トランプ氏再選で原油価格の下落に警鐘を鳴らすロシアのオリガルヒ
米国大統領選におけるトランプ氏再選の影響は、すでに石油市場にも及びつつある。石油はロシア最大の輸出品であり、プーチン大統領とつながりの深いロシアのオリガルヒの一人は、このことを憂慮し警告を発している。
『ハフポスト』によると、オリガルヒの一人でプーチン政権に近いとされるオレグ・デリパスカ氏は、かつて次のように予言していた。「トランプ氏が大統領選に勝利した場合、原油価格は下落する」。果たして大統領選が終わると、この予言の正しさが示されることになった。
トランプ前大統領の返り咲きが決まってから、北海ブレント原油も米WTI原油も、その価格が3%近く下落したのである。これらの原油は、原油先物価格の代表的な指標である。
米国大統領選の一般投票が行われたのは11月5日だったが、スペインの通信社『ヨーロッパ・プレス』によると、翌日11月6日にブレント原油価格は2.88%下落し、1バレルあたり73.35ドルで取引され、WTI原油は3.1%下落、69.74ドルで取引されたという。
しかし、オレグ・デリパスカ氏の見るところ、ロシアにとって事情はさらに悪化する可能性がある。『ハフポスト』によれば、デリパスカ氏はTelegram上に次のような投稿をしたという。「こんにちは、新しい世界。5月になると、原油はわずか50ドル。そこかしこに平和が訪れそうだ」。この投稿にはもちろん皮肉が込められている。
これほどの原油価格の下落は、ロシア経済に大きな打撃をもたらす。というのも、ロシア産原油の強みはその安さにあり、イギリス北海付近で産出されるブレント原油よりも安値で取引されているからだ。

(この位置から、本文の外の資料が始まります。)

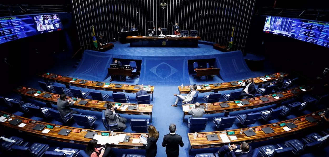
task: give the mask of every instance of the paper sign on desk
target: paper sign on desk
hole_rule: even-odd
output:
[[[222,139],[222,141],[223,141],[223,143],[228,143],[231,142],[231,141],[230,141],[230,139],[228,139],[228,137],[227,137],[227,135],[226,135],[226,133],[224,134],[220,134],[219,137],[220,137],[220,138]]]

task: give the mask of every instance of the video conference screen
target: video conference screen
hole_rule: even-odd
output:
[[[329,23],[268,16],[263,32],[329,47]]]
[[[60,14],[0,17],[0,44],[39,34],[61,30]]]

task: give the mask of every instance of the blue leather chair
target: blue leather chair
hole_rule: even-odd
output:
[[[126,95],[123,93],[114,93],[112,94],[112,97],[113,97],[113,101],[115,102],[127,103],[129,101],[129,95],[126,96]]]
[[[109,98],[108,94],[102,94],[101,92],[90,92],[90,96],[93,100],[96,100],[106,101],[106,99]]]
[[[187,122],[190,130],[203,130],[206,129],[208,121],[207,118],[192,117],[188,119]]]
[[[226,94],[222,95],[222,97],[225,99],[226,101],[232,101],[239,99],[241,95],[241,91],[237,91],[231,92],[229,95]]]
[[[220,118],[220,121],[217,122],[216,121],[216,119],[219,118]],[[217,129],[227,128],[232,127],[233,124],[235,122],[236,119],[237,117],[235,116],[228,115],[227,117],[222,117],[220,118],[215,117],[213,118],[213,121],[215,123],[215,125],[216,125]]]
[[[63,88],[63,87],[56,85],[53,85],[53,87],[55,92],[58,94],[65,94],[67,96],[71,94],[71,89],[69,88]]]
[[[151,103],[151,97],[148,94],[138,96],[136,97],[136,99],[138,104],[150,104]]]
[[[66,123],[72,118],[72,113],[69,113],[63,117],[61,114],[61,113],[58,111],[55,110],[53,109],[49,109],[48,110],[50,116],[56,121],[59,122]]]
[[[42,156],[48,148],[49,145],[39,143],[34,143],[30,147],[15,145],[11,148],[12,152],[19,156],[34,157]]]
[[[147,131],[148,120],[147,119],[132,119],[129,122],[133,131],[145,132]]]
[[[206,103],[212,103],[219,102],[221,93],[212,93],[209,95],[208,97],[206,96],[203,96],[203,99]]]
[[[106,120],[106,118],[105,116],[105,110],[102,111],[102,121],[103,122],[103,125],[104,125],[104,127],[107,130],[108,130],[109,131],[114,131],[120,129],[118,127],[117,124],[109,125],[107,123],[107,121]]]
[[[3,136],[2,137],[3,137]],[[4,140],[1,140],[2,142],[0,143],[0,145],[1,146],[2,150],[6,151],[10,150],[11,149],[11,147],[12,146],[14,145],[19,145],[23,143],[24,141],[22,138],[16,136],[12,136],[8,138],[15,141],[15,142],[11,142]]]
[[[36,105],[29,102],[24,103],[23,101],[18,101],[13,100],[11,100],[9,101],[12,104],[13,107],[14,108],[19,109],[20,111],[24,113],[27,113],[29,112],[29,108],[27,107],[29,106],[35,106]]]
[[[301,104],[301,102],[297,101],[288,104],[288,106],[282,105],[279,107],[282,109],[282,111],[281,112],[280,115],[283,116],[288,115],[290,113],[297,110],[300,107]]]
[[[72,116],[78,125],[88,128],[91,127],[97,119],[97,117],[94,115],[73,113]]]
[[[38,83],[39,83],[39,85],[44,91],[51,93],[54,90],[54,86],[51,84],[51,83],[47,83],[40,81],[39,81]]]
[[[78,97],[82,99],[85,99],[90,94],[90,92],[89,91],[83,92],[81,91],[80,89],[75,89],[72,88],[71,89],[71,92],[72,93],[73,96],[75,97]]]
[[[277,108],[275,109],[271,109],[269,111],[267,110],[261,111],[259,112],[261,113],[261,117],[265,121],[273,120],[276,119],[280,115],[282,112],[282,108]]]
[[[238,114],[237,118],[242,125],[246,125],[255,124],[258,120],[261,113],[251,113],[248,114]]]
[[[39,106],[28,106],[27,108],[28,108],[30,112],[33,113],[34,116],[37,117],[47,118],[50,115],[49,109],[51,108],[43,107],[41,108]]]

加えて、ロシア経済はこの原油輸出に大きく依存している。
この流れ、つまり原油先物価格下落の流れに対抗すべく、OPECプラスの8ヶ国(サウジアラビア、ロシア、イラク、アラブ首長国連邦、クウェート、カザフスタン、アルジェリア、オマーン)は、原油の自主減産を12月終わりまで継続することに決めた。供給過剰を避け、価格を下支えする狙いである。前出の『ヨーロッパ・プレス』が報じている。
ところで、オリガルヒのオレグ・デリパスカ氏は、アルミニウムで財を築いただけあってビジネスに明るい。ロシア経済が抱える不安材料について自説を展開するのはこれが初めてではない。
『フォーブス』誌によると、デリパスカ氏はすでに昨年3月、ロシア当局が外国人投資家を遠ざけていると批判し、追加資金を受け取らなければロシアはそうそうに資金不足に陥ると警鐘を鳴らしていた。
「国家と企業が絶えず衝突しており、そのことを大変憂慮している」とデリパスカ氏は述べ、ウクライナ戦争でかさみ続ける軍事費が、ロシア経済に悪影響をもたらしていることを示唆したのである。